Colombia y su número de ilusionismo de Estado. Fue el martes de la semana pasada. A las 21.03 se abrieron las puertas de la prisión de alta seguridad de Cómbita y salieron cuatro camionetas y un automóvil, que desfilaron ante medio centenar de periodistas. Esperaban a John Jairo Velásquez, Popeye, un tipo de 52 años que llevaba preso de los 29, cuando era el jefe de los sicarios de Pablo Escobar. Mientras los periodistas —y a través de ellos todo el país—, lo imaginaban en alguno de aquellos vehículos, un coche oscuro de cristales tintados y con las luces apagadas circulaba por un camino interior hacia el penal de El Barne, parte del mismo complejo. Unas dos horas después depositó a Popeye en la calle 170 de Bogotá, donde lo esperaba una camioneta.

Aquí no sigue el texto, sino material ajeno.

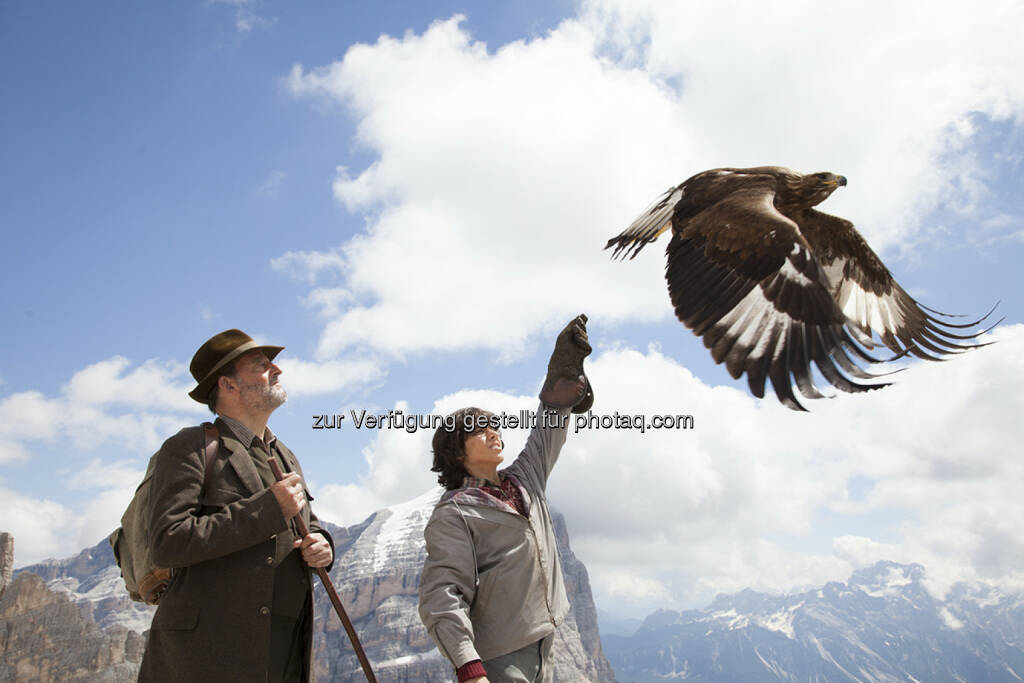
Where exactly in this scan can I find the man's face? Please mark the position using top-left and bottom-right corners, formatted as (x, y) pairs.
(233, 350), (286, 412)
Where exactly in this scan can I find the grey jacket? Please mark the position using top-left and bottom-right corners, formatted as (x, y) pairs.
(418, 404), (571, 666)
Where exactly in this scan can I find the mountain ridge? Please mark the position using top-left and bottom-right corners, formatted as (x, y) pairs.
(5, 488), (615, 682)
(604, 560), (1024, 682)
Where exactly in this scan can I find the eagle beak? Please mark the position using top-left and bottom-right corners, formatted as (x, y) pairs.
(837, 175), (847, 186)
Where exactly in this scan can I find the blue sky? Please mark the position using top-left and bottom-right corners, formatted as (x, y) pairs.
(3, 0), (1023, 619)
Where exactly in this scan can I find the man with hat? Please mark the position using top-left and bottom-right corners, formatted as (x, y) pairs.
(139, 329), (333, 683)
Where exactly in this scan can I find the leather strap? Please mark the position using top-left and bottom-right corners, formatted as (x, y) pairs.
(201, 422), (219, 487)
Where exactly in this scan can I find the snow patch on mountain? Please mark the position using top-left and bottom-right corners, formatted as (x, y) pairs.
(758, 601), (802, 639)
(370, 487), (440, 573)
(708, 607), (749, 631)
(941, 607), (964, 630)
(856, 564), (916, 598)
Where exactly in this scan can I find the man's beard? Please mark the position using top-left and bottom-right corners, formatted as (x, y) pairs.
(239, 379), (287, 411)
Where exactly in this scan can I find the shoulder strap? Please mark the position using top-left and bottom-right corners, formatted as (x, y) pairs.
(201, 422), (219, 487)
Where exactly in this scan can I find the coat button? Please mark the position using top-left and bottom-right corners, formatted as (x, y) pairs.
(259, 606), (270, 616)
(265, 556), (274, 566)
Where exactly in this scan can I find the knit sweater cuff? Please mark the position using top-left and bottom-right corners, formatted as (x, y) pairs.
(456, 660), (487, 682)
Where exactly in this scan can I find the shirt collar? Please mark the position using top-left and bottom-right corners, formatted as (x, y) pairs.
(461, 472), (505, 489)
(218, 414), (277, 449)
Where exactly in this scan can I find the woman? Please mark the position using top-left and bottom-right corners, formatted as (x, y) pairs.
(418, 315), (593, 683)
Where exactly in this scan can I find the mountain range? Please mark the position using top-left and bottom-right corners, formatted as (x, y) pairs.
(602, 561), (1024, 682)
(1, 489), (614, 682)
(5, 494), (1024, 682)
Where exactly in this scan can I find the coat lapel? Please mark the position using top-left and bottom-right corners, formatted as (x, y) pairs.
(213, 421), (263, 496)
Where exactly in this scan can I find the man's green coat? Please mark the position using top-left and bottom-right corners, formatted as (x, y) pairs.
(138, 418), (331, 682)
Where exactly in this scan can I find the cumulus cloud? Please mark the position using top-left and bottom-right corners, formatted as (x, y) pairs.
(62, 357), (194, 410)
(271, 249), (346, 285)
(1, 457), (145, 566)
(311, 325), (1024, 613)
(286, 13), (682, 361)
(209, 0), (276, 36)
(556, 325), (1024, 611)
(0, 484), (75, 565)
(283, 3), (1024, 365)
(0, 358), (200, 458)
(275, 357), (386, 398)
(0, 350), (386, 463)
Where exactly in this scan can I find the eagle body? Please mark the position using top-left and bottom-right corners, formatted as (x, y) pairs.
(606, 166), (993, 410)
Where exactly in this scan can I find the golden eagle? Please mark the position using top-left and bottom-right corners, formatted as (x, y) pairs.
(606, 166), (997, 411)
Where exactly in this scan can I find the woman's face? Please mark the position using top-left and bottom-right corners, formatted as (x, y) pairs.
(462, 426), (504, 472)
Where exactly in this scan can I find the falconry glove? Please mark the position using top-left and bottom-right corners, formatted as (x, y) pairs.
(539, 314), (594, 413)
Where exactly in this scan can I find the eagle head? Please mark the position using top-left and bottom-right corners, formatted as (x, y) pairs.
(799, 171), (847, 207)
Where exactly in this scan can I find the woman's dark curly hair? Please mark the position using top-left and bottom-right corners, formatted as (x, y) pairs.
(431, 407), (496, 490)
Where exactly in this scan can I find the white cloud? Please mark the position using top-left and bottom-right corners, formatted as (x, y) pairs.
(275, 357), (386, 398)
(283, 4), (1024, 365)
(67, 458), (146, 492)
(303, 287), (355, 320)
(0, 350), (386, 467)
(62, 357), (193, 411)
(209, 0), (275, 35)
(0, 484), (75, 566)
(257, 169), (286, 197)
(0, 391), (60, 442)
(833, 536), (908, 568)
(198, 305), (218, 322)
(0, 357), (201, 458)
(1, 457), (144, 567)
(271, 250), (347, 285)
(0, 440), (32, 465)
(286, 13), (682, 361)
(235, 9), (275, 35)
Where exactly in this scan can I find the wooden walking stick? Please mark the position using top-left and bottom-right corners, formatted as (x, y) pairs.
(269, 457), (378, 683)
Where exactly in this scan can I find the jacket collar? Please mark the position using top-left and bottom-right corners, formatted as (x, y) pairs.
(439, 471), (532, 516)
(214, 417), (264, 496)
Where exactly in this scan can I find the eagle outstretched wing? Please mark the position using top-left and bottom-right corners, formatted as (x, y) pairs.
(606, 167), (997, 411)
(799, 209), (998, 361)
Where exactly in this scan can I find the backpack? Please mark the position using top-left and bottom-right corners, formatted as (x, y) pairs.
(108, 422), (219, 604)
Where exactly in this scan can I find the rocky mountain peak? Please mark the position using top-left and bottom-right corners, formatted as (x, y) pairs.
(0, 532), (12, 598)
(848, 560), (926, 595)
(0, 535), (144, 682)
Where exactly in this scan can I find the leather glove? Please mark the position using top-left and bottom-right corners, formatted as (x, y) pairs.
(539, 314), (594, 413)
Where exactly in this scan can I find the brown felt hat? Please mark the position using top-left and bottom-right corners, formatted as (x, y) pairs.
(188, 329), (284, 403)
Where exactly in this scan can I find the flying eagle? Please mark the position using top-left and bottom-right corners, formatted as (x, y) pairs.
(606, 166), (996, 411)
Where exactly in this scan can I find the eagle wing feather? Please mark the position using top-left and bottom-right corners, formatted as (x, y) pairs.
(798, 209), (999, 360)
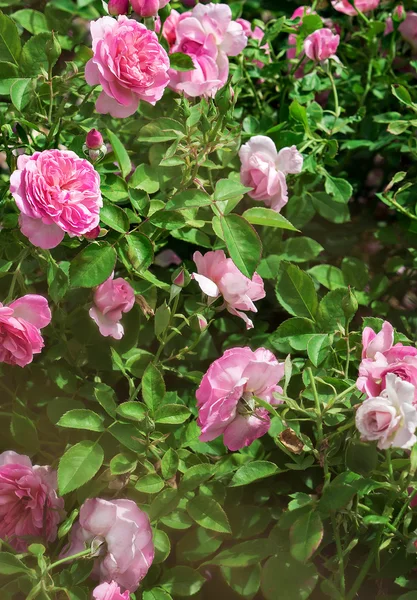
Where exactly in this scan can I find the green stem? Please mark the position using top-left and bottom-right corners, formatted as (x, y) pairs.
(345, 319), (351, 378)
(346, 531), (381, 600)
(326, 65), (340, 132)
(386, 449), (395, 484)
(331, 513), (345, 596)
(46, 548), (92, 573)
(308, 367), (323, 446)
(392, 489), (417, 529)
(48, 66), (53, 125)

Durante los 23 años que pasó en prisión, Popeye reconoció haber matado a unas 300 personas y haber ordenado el asesinato de otras 3.000. La semana pasada, después de cumplir tres quintas partes de su condena, un juez le concedió la libertad condicional. “Cuando salga, no pienso hacerle mal a nadie”, había anunciado hace unos meses en una entrevista en la revista Bocas, en la que también decía que los únicos enemigos que quedaban dispuestos a matarle eran los hermanos Ochoa. Ahí está contenido aquello capaz de convertir a un Estado en ilusionista. Colocar a Popeye fuera del alcance de los Ochoa. Y sacarlo también de la vida del resto.
Una de las condiciones de la libertad fue que aceptara vivir en el anonimato, lejos de sus conocidos. Desaparecer. El mecanismo de la puerta de la madre que cita Joan Didion en El año del pensamiento mágico. A su hijo de 19 años lo había matado una bomba en Kirkuk. “Vi al hombre vestido de verde y lo supe. Pero pensé que mientras no le dejara entrar no podría decírmelo. Y entonces nada de eso habría sucedido. Así que él seguía diciendo: ‘Señora, necesito entrar’. Y yo le decía: ‘Lo siento, pero no puede entrar’”. Mientras circule en el auto de cristales tintados, Popeye tampoco habrá regresado del todo.